Jesus Christ made marriage a symbol
of His love for His Church (Eph 5:25-33). This means that a sacramental
marriage lets the world see, in
human terms, something of the faithful, creative, abundant, and
self-emptying love of Christ.
In marriage, husband and
wife give themselves totally to each other in their masculinity and
femininity
(see CCC, no. 1643). They are equal as human beings but different as
man and woman, fulfilling each
other through this natural difference. This unique complementarity
makes possible the conjugal bond
that is the core of marriage.
Marriage is about more than
just the feelings of two people. Feelings are important, but they
aren't the
whole of it. We all know that feelings change and that any marriage has
its ups and downs. A good
marriage has more ups than downs. Emotions change from one day to the
next. Sometimes they're very
loving, and sometimes they're very negative.

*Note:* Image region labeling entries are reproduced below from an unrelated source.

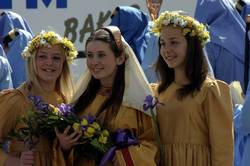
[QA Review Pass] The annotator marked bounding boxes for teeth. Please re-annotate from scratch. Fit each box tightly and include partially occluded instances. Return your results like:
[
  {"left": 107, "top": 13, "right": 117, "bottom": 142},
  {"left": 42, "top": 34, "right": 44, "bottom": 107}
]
[{"left": 45, "top": 69, "right": 53, "bottom": 72}]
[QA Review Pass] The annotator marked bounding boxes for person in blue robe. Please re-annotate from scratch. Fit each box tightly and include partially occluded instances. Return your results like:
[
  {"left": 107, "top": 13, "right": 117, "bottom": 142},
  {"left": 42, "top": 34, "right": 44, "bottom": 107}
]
[
  {"left": 110, "top": 6, "right": 150, "bottom": 63},
  {"left": 235, "top": 0, "right": 250, "bottom": 20},
  {"left": 4, "top": 29, "right": 32, "bottom": 88},
  {"left": 195, "top": 0, "right": 245, "bottom": 87},
  {"left": 234, "top": 81, "right": 250, "bottom": 166},
  {"left": 0, "top": 11, "right": 33, "bottom": 44},
  {"left": 0, "top": 45, "right": 13, "bottom": 91}
]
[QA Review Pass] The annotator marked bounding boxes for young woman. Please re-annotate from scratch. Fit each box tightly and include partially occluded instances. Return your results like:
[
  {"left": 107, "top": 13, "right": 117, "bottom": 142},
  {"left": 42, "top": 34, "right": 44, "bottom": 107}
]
[
  {"left": 57, "top": 26, "right": 157, "bottom": 166},
  {"left": 152, "top": 11, "right": 233, "bottom": 166},
  {"left": 0, "top": 31, "right": 77, "bottom": 166}
]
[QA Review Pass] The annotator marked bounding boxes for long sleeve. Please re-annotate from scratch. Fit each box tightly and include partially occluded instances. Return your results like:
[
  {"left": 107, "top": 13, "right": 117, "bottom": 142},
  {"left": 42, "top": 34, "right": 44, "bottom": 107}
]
[
  {"left": 0, "top": 90, "right": 27, "bottom": 166},
  {"left": 234, "top": 84, "right": 250, "bottom": 135},
  {"left": 204, "top": 81, "right": 234, "bottom": 166},
  {"left": 116, "top": 110, "right": 157, "bottom": 166}
]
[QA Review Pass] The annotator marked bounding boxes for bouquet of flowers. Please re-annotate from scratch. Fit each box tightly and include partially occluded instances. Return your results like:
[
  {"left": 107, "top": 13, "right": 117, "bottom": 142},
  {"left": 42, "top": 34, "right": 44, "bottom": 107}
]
[{"left": 7, "top": 96, "right": 113, "bottom": 163}]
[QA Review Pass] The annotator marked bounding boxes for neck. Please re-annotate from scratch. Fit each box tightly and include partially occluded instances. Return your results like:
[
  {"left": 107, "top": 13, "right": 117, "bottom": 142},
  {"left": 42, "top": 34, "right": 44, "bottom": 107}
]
[
  {"left": 174, "top": 70, "right": 190, "bottom": 85},
  {"left": 40, "top": 81, "right": 56, "bottom": 93}
]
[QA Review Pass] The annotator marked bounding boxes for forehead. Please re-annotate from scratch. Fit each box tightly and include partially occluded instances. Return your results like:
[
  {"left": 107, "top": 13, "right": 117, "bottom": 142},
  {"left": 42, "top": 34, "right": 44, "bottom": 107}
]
[
  {"left": 86, "top": 40, "right": 111, "bottom": 51},
  {"left": 160, "top": 26, "right": 184, "bottom": 39},
  {"left": 38, "top": 45, "right": 62, "bottom": 53}
]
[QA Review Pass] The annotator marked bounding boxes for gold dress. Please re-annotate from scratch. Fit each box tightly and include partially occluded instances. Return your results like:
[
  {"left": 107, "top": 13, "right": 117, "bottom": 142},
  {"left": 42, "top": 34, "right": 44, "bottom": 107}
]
[
  {"left": 0, "top": 83, "right": 63, "bottom": 166},
  {"left": 71, "top": 94, "right": 157, "bottom": 166},
  {"left": 153, "top": 78, "right": 233, "bottom": 166}
]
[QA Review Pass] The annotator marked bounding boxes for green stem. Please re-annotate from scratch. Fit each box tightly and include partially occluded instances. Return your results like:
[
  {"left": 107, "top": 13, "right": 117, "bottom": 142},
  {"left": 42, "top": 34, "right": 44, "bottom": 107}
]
[{"left": 150, "top": 109, "right": 165, "bottom": 166}]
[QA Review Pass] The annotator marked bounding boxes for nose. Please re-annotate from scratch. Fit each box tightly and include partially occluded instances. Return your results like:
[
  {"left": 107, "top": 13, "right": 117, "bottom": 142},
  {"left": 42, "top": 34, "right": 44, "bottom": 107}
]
[
  {"left": 88, "top": 55, "right": 100, "bottom": 65},
  {"left": 46, "top": 56, "right": 54, "bottom": 65}
]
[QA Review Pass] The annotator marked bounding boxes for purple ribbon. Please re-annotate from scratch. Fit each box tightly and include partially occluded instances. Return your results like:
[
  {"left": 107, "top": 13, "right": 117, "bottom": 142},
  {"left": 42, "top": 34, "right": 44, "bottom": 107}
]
[{"left": 99, "top": 130, "right": 138, "bottom": 166}]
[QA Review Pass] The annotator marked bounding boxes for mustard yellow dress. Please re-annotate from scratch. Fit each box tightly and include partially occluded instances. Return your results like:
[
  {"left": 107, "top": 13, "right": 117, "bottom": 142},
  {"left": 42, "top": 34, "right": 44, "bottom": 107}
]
[
  {"left": 0, "top": 83, "right": 63, "bottom": 166},
  {"left": 74, "top": 94, "right": 157, "bottom": 166},
  {"left": 153, "top": 78, "right": 233, "bottom": 166}
]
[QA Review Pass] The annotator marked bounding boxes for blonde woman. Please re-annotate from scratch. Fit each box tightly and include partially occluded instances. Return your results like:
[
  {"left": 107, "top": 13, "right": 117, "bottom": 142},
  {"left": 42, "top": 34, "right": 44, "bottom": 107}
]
[{"left": 0, "top": 31, "right": 77, "bottom": 166}]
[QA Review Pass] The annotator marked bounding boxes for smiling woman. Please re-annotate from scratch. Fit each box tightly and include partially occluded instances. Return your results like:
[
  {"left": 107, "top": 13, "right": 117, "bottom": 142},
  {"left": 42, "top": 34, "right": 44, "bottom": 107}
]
[{"left": 0, "top": 31, "right": 77, "bottom": 166}]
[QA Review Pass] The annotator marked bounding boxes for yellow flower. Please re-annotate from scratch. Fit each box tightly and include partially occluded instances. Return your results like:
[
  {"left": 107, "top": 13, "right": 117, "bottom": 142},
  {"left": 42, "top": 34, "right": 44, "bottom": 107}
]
[
  {"left": 81, "top": 118, "right": 88, "bottom": 126},
  {"left": 151, "top": 11, "right": 210, "bottom": 46},
  {"left": 102, "top": 129, "right": 109, "bottom": 137},
  {"left": 98, "top": 134, "right": 108, "bottom": 144},
  {"left": 84, "top": 127, "right": 95, "bottom": 137},
  {"left": 22, "top": 31, "right": 78, "bottom": 62},
  {"left": 72, "top": 123, "right": 81, "bottom": 132}
]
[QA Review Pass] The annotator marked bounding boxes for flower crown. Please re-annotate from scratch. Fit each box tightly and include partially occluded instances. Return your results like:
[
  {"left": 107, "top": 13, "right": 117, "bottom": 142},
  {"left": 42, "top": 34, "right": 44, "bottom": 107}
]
[
  {"left": 151, "top": 11, "right": 210, "bottom": 46},
  {"left": 22, "top": 31, "right": 78, "bottom": 62}
]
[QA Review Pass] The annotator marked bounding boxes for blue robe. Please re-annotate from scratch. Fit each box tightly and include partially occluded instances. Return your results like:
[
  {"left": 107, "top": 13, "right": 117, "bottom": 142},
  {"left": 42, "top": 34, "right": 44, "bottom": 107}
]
[
  {"left": 110, "top": 6, "right": 150, "bottom": 63},
  {"left": 6, "top": 29, "right": 32, "bottom": 88},
  {"left": 234, "top": 84, "right": 250, "bottom": 166},
  {"left": 195, "top": 0, "right": 245, "bottom": 87},
  {"left": 0, "top": 45, "right": 13, "bottom": 91},
  {"left": 0, "top": 11, "right": 33, "bottom": 44}
]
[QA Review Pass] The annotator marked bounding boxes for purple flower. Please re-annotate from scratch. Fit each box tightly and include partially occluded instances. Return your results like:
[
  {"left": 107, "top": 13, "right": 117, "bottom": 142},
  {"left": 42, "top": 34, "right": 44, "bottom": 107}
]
[
  {"left": 84, "top": 114, "right": 95, "bottom": 124},
  {"left": 143, "top": 95, "right": 157, "bottom": 111},
  {"left": 58, "top": 103, "right": 74, "bottom": 117},
  {"left": 28, "top": 95, "right": 49, "bottom": 113}
]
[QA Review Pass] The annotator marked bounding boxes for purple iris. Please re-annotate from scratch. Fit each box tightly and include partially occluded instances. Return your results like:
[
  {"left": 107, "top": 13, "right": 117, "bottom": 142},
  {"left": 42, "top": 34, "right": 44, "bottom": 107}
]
[
  {"left": 58, "top": 103, "right": 74, "bottom": 117},
  {"left": 84, "top": 114, "right": 95, "bottom": 124},
  {"left": 28, "top": 95, "right": 49, "bottom": 113},
  {"left": 143, "top": 95, "right": 157, "bottom": 111}
]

Marriage does involve very
personal feelings, but this does not mean that it is merely a private
matter.
Whether it succeeds or fails, a marriage has a huge impact on the
couple, their children, those around
them, and the entire society. As an institution, marriage is the
business of everyone in society. It takes
more than emotion to hold a marriage together.

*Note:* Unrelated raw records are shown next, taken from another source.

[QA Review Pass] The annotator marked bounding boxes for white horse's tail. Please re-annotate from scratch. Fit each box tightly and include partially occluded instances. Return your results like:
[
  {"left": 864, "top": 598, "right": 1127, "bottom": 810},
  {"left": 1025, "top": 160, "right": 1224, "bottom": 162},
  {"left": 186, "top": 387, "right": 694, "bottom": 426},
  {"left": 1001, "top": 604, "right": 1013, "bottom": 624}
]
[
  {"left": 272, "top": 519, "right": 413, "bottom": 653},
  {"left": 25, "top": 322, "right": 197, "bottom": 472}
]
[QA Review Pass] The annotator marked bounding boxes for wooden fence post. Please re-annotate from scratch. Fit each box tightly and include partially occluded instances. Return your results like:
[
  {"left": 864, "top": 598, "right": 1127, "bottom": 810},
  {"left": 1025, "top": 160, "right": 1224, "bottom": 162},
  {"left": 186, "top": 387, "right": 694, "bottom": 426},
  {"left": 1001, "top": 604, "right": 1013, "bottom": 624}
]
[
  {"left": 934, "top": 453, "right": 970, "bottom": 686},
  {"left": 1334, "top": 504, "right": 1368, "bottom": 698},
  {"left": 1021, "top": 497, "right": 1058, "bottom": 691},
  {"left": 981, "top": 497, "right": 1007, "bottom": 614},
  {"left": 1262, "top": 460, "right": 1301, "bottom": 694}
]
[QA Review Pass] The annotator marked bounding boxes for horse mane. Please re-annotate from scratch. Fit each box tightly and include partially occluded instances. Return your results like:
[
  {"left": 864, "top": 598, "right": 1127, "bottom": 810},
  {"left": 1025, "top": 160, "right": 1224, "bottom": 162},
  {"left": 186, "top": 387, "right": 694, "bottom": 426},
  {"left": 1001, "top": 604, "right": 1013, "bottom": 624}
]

Marriage is the foundation
of the family. The family, in turn, is the basic unit of society. Thus,
marriage
is a personal relationship with public significance.
Marriage is the fundamental
pattern for male-female relationships. It contributes to society
because it
models the way in which women and men live interdependently and commit,
for the whole of life, to
seek the good of each other.
Same-sex unions contradict
the nature of marriage. It is not based on the natural complementarity
of
male and female; it cannot cooperate with God to create new life; and
the natural purpose of sexual
union cannot be achieved by a same-sex union. Persons in same-sex
unions cannot enter into a true
conjugal union. Therefore, it is wrong to equate their relationship to
a marriage.
When marriage is redefined
so as to make other relationships equivalent to it, the institution of
marriage
is devalued and further weakened.
Marriage is a basic human
and social institution. Though it is regulated by civil laws and church
laws, it
did not originate from either the church or state, but from God.
Therefore, neither church nor state can
alter the basic meaning and structure of marriage.